東京・両国のイタリア料理店「レガート」の宮内洋シェフも、昔から「富士幻豚」を使ってきた料理人の1人だ。豚肉を使った料理を得意とする中で20種にも及ぶ様々な品種、銘柄、ブランドを試してきたが、そこから選び抜かれ、以来使い続けているのが「富士幻豚」だという。最初の出合いははっきり覚えていないが、恐らく料理王国の本誌を見てだったそうだ。そこから自ら一般向けの定期購入に申し込んで試し、これなら自信を持って提供できると感じたという。お店の看板商品である「ボロネーゼ」もこの「富士幻豚」が中心で、牛肉は、半頭単位で仕入れる富士幻豚の様々な部位が入り仕込みのその時々で味も変わって来るところを、牛肉を加えることでバランスを取り、常に一定の味を保つための役割を担うに過ぎない。そういうと牛肉が少ない分、原価が安く収まっているように感じられがちだが、実際は全くそんなことはない。「富士幻豚」は牛肉と変わらないくらいの価格で、宮内シェフもそこは悩みどころではあるが、それでも「この味は変えられない」という。

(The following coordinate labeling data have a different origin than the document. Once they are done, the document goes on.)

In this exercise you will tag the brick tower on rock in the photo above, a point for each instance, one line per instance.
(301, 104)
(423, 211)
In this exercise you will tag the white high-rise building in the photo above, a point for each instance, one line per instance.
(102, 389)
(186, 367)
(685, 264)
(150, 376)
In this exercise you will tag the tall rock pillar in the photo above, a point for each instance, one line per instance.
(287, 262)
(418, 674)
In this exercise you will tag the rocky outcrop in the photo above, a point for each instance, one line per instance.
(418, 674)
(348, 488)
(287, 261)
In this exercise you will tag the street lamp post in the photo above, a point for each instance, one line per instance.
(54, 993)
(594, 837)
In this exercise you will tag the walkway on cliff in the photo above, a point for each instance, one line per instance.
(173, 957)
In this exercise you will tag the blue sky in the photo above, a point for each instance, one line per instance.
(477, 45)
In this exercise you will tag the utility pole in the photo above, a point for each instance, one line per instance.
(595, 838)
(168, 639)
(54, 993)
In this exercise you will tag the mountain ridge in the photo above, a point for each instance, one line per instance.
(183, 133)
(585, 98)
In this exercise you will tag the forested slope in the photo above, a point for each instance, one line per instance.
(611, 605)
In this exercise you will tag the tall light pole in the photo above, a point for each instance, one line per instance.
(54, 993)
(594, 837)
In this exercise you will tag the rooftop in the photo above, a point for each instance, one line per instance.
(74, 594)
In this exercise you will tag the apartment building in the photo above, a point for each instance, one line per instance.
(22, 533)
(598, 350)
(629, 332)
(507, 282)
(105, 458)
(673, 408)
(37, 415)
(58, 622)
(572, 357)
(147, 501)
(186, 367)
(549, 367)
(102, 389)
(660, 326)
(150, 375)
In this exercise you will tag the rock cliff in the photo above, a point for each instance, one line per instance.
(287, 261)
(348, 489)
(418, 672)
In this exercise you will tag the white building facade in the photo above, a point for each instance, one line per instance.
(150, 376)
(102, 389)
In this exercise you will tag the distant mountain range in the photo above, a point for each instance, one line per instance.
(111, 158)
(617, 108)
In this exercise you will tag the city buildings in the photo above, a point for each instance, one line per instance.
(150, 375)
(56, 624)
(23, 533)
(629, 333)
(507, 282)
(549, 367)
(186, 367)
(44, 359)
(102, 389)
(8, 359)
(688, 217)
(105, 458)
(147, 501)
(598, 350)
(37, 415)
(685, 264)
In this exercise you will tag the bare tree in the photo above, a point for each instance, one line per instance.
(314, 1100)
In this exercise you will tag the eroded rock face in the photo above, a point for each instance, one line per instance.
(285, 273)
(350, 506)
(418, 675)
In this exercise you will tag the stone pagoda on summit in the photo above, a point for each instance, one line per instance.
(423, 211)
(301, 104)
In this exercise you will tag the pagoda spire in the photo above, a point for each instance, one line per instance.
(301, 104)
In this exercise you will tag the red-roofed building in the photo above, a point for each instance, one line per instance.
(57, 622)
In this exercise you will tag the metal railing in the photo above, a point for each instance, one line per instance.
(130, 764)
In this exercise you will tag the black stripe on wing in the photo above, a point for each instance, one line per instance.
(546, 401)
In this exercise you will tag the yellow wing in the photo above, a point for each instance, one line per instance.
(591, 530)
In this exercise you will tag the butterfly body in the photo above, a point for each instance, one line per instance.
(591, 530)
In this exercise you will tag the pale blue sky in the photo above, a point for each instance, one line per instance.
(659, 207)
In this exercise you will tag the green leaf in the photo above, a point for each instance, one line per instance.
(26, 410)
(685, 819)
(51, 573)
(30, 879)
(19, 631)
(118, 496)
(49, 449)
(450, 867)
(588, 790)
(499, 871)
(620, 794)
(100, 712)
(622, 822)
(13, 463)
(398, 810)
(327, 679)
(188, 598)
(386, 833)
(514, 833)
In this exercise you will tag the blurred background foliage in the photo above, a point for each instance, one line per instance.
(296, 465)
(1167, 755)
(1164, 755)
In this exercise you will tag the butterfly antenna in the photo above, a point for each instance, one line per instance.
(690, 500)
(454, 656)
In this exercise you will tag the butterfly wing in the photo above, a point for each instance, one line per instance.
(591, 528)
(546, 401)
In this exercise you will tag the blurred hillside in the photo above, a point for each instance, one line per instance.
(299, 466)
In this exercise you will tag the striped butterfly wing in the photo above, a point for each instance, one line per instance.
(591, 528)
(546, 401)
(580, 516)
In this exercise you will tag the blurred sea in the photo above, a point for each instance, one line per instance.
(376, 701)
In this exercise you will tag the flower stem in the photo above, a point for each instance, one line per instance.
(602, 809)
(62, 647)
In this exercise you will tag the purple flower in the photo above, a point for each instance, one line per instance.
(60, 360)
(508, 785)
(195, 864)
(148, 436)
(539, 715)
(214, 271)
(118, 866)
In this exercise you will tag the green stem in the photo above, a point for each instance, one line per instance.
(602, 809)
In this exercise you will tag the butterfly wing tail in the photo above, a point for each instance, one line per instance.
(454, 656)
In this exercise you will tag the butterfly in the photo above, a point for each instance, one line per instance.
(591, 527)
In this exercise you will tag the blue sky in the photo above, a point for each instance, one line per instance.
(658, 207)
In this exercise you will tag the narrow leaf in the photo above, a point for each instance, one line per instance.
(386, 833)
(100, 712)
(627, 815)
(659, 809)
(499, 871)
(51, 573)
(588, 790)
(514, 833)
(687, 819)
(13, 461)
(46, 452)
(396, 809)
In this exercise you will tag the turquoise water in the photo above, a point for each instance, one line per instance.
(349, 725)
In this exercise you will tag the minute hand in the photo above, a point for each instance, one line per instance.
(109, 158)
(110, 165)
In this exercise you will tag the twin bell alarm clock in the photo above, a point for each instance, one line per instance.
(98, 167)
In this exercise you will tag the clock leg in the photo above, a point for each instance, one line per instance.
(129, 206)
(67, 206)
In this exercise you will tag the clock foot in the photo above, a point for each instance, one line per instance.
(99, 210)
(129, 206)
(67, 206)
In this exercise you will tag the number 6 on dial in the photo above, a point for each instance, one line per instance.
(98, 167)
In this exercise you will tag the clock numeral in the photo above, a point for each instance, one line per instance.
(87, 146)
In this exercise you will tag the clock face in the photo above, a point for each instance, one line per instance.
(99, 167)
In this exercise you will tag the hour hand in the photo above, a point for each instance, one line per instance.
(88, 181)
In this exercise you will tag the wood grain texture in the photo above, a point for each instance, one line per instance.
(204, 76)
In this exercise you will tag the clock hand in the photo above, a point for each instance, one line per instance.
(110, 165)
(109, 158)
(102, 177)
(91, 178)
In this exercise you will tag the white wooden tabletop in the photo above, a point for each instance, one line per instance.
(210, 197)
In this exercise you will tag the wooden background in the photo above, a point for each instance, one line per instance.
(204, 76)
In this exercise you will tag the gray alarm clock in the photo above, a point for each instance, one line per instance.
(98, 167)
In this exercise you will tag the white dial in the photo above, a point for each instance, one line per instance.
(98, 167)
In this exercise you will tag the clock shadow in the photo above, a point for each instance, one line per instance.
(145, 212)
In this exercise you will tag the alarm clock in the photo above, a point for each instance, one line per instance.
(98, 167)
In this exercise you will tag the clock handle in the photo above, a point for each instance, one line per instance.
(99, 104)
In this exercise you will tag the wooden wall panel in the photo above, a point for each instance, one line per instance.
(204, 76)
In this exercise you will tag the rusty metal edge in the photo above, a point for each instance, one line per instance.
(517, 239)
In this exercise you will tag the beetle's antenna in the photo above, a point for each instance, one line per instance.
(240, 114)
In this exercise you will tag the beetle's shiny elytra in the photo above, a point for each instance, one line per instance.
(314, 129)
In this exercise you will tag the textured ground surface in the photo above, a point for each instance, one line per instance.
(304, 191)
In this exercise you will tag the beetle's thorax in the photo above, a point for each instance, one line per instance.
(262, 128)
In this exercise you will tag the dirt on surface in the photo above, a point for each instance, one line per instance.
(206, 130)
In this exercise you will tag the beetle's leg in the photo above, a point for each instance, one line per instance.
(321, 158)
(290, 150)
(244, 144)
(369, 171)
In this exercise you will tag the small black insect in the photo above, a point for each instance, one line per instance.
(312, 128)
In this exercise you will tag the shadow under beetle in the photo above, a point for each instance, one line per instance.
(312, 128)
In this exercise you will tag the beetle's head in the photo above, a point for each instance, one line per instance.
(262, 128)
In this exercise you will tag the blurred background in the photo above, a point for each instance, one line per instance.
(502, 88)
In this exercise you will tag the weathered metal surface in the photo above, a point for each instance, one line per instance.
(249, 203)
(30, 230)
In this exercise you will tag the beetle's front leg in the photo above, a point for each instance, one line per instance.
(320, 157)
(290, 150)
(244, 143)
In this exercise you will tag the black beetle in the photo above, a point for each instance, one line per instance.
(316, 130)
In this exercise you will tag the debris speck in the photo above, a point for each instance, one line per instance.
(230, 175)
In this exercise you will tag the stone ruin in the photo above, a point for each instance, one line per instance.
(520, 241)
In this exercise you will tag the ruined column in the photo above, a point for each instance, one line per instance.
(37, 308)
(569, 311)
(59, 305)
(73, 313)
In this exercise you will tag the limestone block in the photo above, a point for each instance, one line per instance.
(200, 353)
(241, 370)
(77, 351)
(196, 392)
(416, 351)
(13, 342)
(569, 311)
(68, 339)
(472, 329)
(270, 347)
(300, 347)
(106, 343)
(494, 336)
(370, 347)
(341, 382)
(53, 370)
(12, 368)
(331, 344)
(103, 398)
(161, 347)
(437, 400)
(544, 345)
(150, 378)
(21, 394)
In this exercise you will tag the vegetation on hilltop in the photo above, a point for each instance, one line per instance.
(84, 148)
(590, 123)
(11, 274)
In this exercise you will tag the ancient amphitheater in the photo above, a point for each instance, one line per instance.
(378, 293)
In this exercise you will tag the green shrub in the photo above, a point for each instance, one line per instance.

宮内シェフが「富士幻豚」と出合った頃と違い、今はインターネットでどんな食材の情報も手に入り、情報だけでなく実際に仕入れることも時代である。しかし、料理人たちはそれでいいとは思っていない。彼らは産地に行き、生産者に直接会い、産物に直接触れたいのだ。宮内シェフも良品食材の先にいる「富士幻豚」の生産者に会いたいし、そうしてこそ思い入れが生まれ熱意を込めて料理ができると語ってくれた。「料理王国100選」は数多くのシェフが品評員を務めており、熱意ある生産者とつながりたいと思っている料理人たちに直接つながれるきっかけとなる場でもある。